Quel "Cristo proibito" bocciato in Italia. Ma premiato al Festival di Berlino

Sempre sulla scena, ma anche dietro la macchina da presa. Curzio Malaparte e il cinema: un solo film da regista, un solo film tratto dalla sua produzione letteraria. E tanti progetti mai realizzati....

Le pagine de La Nazione del giorno della morte di Malaparte e del 21 luglio, quando a Prato in Duomo si tennero i funerali del grande scrittore

Le pagine de La Nazione del giorno della morte di Malaparte e del 21 luglio, quando a Prato in Duomo si tennero i funerali del grande scrittore

Prato, 19 luglio 2017 - Sempre sulla scena, ma anche dietro la macchina da presa. Curzio Malaparte e il cinema: un solo film da regista, un solo film tratto dalla sua produzione letteraria. E tanti progetti mai realizzati.

Correva l’anno 1950. Set a Montepulciano, Raf Vallone - star dell’epoca - protagonista di «Cristo proibito» insieme alla moglie Elena Varzi, Alain Cuny, Annamaria Ferrero. Musica, soggetto, sceneggiatura, regia dello scrittore pratese. Come direttore della fotografia, il grande Gabor Pogany, suocero di Pamela Villoresi.

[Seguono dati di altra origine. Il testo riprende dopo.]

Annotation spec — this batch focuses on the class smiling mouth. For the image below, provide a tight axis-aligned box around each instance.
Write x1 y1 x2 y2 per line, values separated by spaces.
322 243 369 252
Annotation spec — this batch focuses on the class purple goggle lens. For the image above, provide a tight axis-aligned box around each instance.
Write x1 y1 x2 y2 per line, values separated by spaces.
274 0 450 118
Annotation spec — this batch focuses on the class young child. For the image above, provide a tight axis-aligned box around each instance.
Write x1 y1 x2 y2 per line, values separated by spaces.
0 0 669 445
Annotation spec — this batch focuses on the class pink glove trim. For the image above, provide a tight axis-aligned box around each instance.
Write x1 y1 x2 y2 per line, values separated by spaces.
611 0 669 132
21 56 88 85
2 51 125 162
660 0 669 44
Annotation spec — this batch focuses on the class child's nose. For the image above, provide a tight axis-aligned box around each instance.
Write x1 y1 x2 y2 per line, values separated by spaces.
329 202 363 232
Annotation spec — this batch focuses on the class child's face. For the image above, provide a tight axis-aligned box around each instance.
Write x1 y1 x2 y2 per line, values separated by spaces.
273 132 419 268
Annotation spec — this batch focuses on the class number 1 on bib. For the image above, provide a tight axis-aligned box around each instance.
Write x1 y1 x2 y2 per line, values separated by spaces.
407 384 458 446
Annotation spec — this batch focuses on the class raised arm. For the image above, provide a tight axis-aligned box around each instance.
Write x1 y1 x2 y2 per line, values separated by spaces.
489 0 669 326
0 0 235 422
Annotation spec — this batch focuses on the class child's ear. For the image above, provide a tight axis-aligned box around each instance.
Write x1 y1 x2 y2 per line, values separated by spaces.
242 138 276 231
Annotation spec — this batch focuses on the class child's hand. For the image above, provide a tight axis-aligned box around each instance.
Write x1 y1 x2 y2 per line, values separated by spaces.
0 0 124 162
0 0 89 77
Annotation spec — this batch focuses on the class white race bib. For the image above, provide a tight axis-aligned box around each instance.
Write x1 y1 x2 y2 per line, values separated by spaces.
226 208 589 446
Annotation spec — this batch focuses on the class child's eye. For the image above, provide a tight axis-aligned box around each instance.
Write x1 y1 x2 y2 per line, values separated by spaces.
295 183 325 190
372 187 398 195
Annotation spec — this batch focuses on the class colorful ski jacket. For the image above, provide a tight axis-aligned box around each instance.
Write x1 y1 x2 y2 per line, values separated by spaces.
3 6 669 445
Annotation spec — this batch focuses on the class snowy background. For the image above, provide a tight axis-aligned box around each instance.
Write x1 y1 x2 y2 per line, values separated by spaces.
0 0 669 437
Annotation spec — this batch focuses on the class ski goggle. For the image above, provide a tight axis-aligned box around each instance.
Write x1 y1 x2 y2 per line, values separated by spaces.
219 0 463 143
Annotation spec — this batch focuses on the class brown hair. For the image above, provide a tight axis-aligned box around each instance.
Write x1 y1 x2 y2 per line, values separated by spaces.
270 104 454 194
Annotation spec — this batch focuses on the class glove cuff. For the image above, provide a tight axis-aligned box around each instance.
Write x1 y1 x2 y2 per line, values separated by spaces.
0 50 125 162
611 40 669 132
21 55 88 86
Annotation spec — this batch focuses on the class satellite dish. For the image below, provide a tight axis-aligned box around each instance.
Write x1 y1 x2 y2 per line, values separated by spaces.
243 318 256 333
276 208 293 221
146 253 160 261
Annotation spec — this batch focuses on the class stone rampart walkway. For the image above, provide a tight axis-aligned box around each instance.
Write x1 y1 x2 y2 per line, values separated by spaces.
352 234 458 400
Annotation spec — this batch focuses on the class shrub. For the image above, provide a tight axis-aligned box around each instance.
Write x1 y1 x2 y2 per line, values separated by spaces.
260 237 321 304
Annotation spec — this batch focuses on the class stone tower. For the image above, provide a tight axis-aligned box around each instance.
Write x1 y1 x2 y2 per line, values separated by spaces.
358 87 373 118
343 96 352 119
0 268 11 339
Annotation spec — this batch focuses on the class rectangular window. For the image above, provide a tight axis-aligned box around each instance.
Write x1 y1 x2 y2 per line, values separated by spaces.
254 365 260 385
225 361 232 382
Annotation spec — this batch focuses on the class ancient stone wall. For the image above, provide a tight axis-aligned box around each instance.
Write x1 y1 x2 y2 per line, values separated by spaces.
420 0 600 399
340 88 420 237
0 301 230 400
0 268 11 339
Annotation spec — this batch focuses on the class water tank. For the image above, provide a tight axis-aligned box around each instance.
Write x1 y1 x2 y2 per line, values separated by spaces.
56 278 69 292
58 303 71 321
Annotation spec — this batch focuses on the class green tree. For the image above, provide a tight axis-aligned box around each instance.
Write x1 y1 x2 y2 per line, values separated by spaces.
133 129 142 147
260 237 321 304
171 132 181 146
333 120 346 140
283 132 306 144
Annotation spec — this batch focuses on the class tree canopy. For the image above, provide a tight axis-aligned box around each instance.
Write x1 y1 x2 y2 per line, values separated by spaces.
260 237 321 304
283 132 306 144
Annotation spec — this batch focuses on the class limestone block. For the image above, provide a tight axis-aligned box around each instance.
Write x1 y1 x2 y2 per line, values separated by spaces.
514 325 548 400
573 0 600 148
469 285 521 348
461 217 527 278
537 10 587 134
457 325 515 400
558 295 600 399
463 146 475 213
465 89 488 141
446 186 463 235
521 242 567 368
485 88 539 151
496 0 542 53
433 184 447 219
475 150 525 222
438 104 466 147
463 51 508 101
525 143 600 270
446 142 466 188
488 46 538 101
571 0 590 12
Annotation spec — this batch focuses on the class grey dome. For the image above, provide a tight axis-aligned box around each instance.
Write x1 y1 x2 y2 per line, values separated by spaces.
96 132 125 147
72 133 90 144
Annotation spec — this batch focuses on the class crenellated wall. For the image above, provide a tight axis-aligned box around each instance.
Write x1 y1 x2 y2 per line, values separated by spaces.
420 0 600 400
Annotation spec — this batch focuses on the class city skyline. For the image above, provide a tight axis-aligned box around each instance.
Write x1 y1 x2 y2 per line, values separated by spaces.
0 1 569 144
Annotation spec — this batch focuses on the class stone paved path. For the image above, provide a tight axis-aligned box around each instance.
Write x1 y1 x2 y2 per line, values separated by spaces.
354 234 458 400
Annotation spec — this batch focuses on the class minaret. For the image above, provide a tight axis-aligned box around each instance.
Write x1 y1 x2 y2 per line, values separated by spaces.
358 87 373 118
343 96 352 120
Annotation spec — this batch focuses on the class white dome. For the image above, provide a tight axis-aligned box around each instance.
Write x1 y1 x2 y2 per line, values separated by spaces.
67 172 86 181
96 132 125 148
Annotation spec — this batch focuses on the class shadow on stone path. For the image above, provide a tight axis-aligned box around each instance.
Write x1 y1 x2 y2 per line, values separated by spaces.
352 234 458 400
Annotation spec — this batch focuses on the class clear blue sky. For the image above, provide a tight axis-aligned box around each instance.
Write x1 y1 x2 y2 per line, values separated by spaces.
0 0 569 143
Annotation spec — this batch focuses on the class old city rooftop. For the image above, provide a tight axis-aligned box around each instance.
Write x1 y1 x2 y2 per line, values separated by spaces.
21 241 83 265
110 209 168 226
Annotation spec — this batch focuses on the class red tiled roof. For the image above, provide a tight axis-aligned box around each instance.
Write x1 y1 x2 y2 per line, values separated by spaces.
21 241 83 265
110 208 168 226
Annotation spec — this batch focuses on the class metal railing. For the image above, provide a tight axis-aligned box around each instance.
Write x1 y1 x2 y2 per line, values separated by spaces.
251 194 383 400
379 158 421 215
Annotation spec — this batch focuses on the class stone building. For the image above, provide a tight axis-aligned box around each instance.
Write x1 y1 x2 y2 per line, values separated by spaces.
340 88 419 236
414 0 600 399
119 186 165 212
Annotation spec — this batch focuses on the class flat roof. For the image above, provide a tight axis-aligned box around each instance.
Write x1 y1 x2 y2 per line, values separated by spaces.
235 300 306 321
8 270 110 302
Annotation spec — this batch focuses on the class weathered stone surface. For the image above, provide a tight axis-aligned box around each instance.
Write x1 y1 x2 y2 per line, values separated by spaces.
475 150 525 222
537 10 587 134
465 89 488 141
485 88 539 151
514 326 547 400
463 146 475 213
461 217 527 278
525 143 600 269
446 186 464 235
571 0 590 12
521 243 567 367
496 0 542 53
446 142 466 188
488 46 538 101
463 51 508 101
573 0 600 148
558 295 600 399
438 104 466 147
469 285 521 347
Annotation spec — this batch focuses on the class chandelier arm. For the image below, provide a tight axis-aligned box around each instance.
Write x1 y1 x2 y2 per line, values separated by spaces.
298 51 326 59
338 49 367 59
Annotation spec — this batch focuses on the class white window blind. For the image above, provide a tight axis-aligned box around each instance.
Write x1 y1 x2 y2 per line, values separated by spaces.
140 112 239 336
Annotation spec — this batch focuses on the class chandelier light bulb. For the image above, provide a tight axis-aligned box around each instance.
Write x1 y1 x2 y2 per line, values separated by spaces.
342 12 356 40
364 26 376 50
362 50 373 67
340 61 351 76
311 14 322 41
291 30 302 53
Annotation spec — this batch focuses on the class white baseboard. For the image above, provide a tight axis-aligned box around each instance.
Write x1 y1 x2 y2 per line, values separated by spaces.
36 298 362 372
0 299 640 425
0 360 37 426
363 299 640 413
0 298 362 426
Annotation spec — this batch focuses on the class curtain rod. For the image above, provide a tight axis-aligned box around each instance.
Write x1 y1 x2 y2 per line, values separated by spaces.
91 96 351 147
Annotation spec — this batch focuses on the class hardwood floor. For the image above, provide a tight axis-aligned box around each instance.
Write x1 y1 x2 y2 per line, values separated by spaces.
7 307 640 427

Il suo debutto nel cinema fu salutato da aspre critiche in Italia, ma da un inaspettato successo internazionale: vinse persino il Gran Premio d’onore Fuori Classe al festival del cinema di Berlino nel 1951. Due anni dopo il National Board of Review of Motion Picture lo inserì nella lista dei migliori film stranieri dell’anno. Novantacinque minuti per raccontare la storia di un reduce di guerra, tornato al suo paese per scoprire i responsabili della fucilazione del fratello. Uno dei maggiori critici dell’epoca, Edoardo Bruno, non mancò di stroncare il Malaparte regista, dalle pagine di Filmcritica. «Ci sembra che il film dia con chiarezza estrema, una conferma della confusione, della grettezza morale e dell’insulsaggine del Malaparte». Aggiunse persino ciò che Gramsci scriveva dell’intellettuale pratese. «Il carattere fondamentale del Suckert è uno sfrenato arrivismo, una sviscerata vanità e uno snobismo camaleontesco. Per avere successo era capace di ogni scelleratezza».

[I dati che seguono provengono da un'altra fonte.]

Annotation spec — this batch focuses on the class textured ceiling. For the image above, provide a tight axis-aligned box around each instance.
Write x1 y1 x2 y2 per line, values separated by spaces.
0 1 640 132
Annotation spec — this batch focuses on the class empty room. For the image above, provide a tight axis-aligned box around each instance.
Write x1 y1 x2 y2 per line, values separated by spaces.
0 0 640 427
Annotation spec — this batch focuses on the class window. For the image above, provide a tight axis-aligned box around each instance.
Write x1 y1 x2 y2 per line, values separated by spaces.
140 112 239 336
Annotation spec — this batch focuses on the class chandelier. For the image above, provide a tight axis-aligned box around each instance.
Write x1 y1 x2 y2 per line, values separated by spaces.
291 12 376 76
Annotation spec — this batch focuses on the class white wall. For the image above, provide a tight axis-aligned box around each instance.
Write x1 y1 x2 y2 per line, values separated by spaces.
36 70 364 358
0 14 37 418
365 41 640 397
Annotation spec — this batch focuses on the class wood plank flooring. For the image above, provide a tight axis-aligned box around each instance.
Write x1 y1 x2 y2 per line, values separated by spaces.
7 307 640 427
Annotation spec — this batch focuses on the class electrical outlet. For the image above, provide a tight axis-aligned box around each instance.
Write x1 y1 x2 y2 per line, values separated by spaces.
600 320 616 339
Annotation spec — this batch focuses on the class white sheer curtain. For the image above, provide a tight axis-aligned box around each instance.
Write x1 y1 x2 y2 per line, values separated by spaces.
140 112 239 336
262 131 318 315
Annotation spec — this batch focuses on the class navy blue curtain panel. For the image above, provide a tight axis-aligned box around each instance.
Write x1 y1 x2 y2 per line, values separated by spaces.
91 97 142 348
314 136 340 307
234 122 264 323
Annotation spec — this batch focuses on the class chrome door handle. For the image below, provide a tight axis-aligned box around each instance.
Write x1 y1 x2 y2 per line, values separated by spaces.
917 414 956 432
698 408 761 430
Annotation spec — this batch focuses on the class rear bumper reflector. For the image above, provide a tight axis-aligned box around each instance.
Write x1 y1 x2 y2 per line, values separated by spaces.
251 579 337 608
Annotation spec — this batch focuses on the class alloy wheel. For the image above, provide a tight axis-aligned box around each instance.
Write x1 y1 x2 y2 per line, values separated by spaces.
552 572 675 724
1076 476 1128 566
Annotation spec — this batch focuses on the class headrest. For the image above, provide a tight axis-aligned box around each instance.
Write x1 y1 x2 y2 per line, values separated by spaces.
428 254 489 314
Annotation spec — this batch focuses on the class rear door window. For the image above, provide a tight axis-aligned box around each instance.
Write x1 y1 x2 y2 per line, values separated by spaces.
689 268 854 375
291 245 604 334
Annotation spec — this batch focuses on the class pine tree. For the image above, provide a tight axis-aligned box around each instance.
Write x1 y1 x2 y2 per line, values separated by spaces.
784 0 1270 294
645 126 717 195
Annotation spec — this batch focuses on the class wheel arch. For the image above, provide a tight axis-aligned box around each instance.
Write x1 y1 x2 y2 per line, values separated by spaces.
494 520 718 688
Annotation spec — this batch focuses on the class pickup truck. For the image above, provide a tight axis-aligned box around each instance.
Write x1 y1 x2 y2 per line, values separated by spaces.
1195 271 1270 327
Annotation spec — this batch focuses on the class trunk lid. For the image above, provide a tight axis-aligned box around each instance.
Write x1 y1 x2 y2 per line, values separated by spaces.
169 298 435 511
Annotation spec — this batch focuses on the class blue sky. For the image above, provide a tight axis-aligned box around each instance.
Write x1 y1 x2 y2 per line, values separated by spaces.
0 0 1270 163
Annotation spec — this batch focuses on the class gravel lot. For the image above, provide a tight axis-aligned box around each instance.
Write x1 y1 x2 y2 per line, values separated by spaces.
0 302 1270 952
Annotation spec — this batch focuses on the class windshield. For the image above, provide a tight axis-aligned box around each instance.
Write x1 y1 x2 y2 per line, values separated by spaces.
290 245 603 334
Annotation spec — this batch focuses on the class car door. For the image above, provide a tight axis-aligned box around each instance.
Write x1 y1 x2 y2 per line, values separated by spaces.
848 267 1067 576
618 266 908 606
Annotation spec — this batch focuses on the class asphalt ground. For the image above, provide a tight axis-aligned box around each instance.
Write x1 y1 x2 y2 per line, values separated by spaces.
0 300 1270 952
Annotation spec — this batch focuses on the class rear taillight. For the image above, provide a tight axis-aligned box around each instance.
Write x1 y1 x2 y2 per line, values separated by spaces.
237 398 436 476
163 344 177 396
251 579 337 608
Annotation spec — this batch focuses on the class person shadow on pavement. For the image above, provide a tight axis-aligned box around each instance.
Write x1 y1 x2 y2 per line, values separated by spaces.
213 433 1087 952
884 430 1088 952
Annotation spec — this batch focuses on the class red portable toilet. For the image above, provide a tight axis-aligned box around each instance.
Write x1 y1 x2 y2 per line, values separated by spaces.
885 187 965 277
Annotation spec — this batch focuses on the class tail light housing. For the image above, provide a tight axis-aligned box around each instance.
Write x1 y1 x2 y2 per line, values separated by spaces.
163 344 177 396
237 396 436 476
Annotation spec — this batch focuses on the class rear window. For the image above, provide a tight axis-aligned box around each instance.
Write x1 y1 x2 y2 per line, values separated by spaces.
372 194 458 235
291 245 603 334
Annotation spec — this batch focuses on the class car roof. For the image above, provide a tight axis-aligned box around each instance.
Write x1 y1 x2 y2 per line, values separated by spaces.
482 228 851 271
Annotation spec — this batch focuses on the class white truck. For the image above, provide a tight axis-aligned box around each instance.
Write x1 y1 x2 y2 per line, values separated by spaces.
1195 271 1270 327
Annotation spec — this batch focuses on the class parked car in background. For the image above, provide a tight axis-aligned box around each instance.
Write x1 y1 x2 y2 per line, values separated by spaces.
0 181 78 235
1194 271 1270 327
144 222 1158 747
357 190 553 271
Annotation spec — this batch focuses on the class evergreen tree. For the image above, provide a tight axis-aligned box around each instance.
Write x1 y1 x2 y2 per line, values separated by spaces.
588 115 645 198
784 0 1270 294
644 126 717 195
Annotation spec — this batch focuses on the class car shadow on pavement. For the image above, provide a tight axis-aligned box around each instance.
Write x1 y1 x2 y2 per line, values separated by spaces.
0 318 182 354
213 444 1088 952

Tutt’altra accoglienza trent’anni dopo per Liliana Cavani che decise di portare sul grande schermo uno dei romanzi più letti e venduti nella carriera di Malaparte. Festival del cinema di Cannes 1981. In concorso a rappresentare il cinema italiano ecco «La pelle», diretto dalla regista reduce da grandi successi come «Il portiere di notte» e «Al di là del bene e del male». Vietato ai minori di 14 anni per alcune scene scabrose e violente, il film vede protagonista Marcello Mastroianni nel ruolo dello stesso Malaparte, con Claudia Cardinale (la principessa Caracciolo e Burt Lancaster (il generale Clark). Negli anni della seconda guerra mondiale, le miserie e le macerie nel ventre di Napoli. Con estrema fedeltà al romanzo, la Cavani racconta senza sconti la crudeltà di quei giorni. Buon successo al botteghino, critiche tutto sommato benevole.

UN INCONTRO casuale quello tra la regista di Carpi e lo scrittore di Prato. Come raccontò anni fa la stessa Cavani in una intervista al nostro giornale: «Per ingannare l’attesa di un treno alla stazione, comprai il libro di Malaparte leggendolo velocemente. Al termine della lettura decisi di trarne un film». E poi come non ricordare la villa Malaparte arroccata sugli scogli di Capri. Una splendida location usata più volte dal cinema. Oltre che dalla Cavani, anche da Jean Luc Godard per «Il disprezzo», tratto dal romanzo di Alberto Moravia ed interpretato da Brigitte Bardot e Michel Piccoli. E nel 2016 scelta come immagine simbolo del manifesto del Festival di Cannes.